アーユルヴェーダや中医学薬膳を本格的に学び、知識を豊富に持つ三原さん。今回も、それぞれの考え方に基づいた “体を整える” レシピを教えてくれました。

とはいっても、どれも身近な食材を使った手軽で、かつばつぐんにおいしいものばかり。平日の夕ごはんづくりのヒントにしてみてくださいね。

 

冬の体を食材で整えるという考え方

第1話の今回は、アーユルヴェーダの考えを取り入れた「体にたまったものを軽くする」レシピです。

三原さん:
「アーユルヴェーダはインドの伝統医学。 “おばあちゃんの知恵”  的な要素もあります。

アーユルヴェーダでは、冬は重たいものがたまりやすい時期とされています。そこへさらに食べ過ぎたりするので体が重くなりがち。そのため、それを調整する食材をとることでバランスをとります。
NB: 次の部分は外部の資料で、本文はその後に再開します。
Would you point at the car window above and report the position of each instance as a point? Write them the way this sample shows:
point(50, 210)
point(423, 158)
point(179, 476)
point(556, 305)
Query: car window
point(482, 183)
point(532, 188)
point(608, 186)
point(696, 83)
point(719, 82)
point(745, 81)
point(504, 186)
にんじんやごぼう、れんこん、玉ねぎ、小松菜、小豆、白菜、しょうが、鳥のむね肉、川魚などがおすすめです」

*アーユルヴェーダでは、一人ひとりの体調や体質を診る時に「ドーシャ」という体内のエネルギー用います。「ヴァータ(風)」「ピッタ(火)」「カパ(水・土)」の3つに分けられ、いずれかが乱れると不調の原因に。冬は「カパ」がたまりがちとされる季節で、そこに暴飲暴食が加わるとさらに体が重くなります。上記の食材は「カパ」を減らすとされています。

では、さっそく体を軽くする晩ごはんレシピへ!

 


年末年始の食べ過ぎをリセット。
根菜と鶏むね肉のジンジャークミン炒め


材料(2人分)

蓮根…100g
ごぼう…1/2本
人参…1/2本
たまねぎ…1/4個
生姜…1片
鶏むね肉…240g
クミンシード…大さじ1
油…大さじ1 ※
砂糖…大さじ1
日本酒…大さじ1
塩 小さじ3/4
こしょう 少々

※「冬は特にひまわり油がおすすめです」(三原さん)

▲クミンシードは使いやすいスパイスのひとつ。炒めものやスープにひと振りするだけで味に変化をつけられます。初めてという人は、より風味がマイルドなパウダーを買うのも手です。

 

作り方

1. 鶏肉の下準備をする。

鶏むね肉は縦半分にきり、繊維に垂直にそぎ切りします。袋に入れ、砂糖、日本酒をもみ込んで20分(余裕があれば数時間)ほど置きます。こうすることでむね肉がパサつかず、しっとりします。

2. 材料を切る。

蓮根、ごぼう、人参は細切りに、たまねぎは串切りに。火が均一に通りやすいよう、大きさを揃えて切ります。生姜も千切りにします。

 

3. 材料を炒める。

フライパンに油をしき、しょうがを炒めます。香りが立ってきたら、たまねぎ、人参、ごぼう、1の鶏肉を加えます。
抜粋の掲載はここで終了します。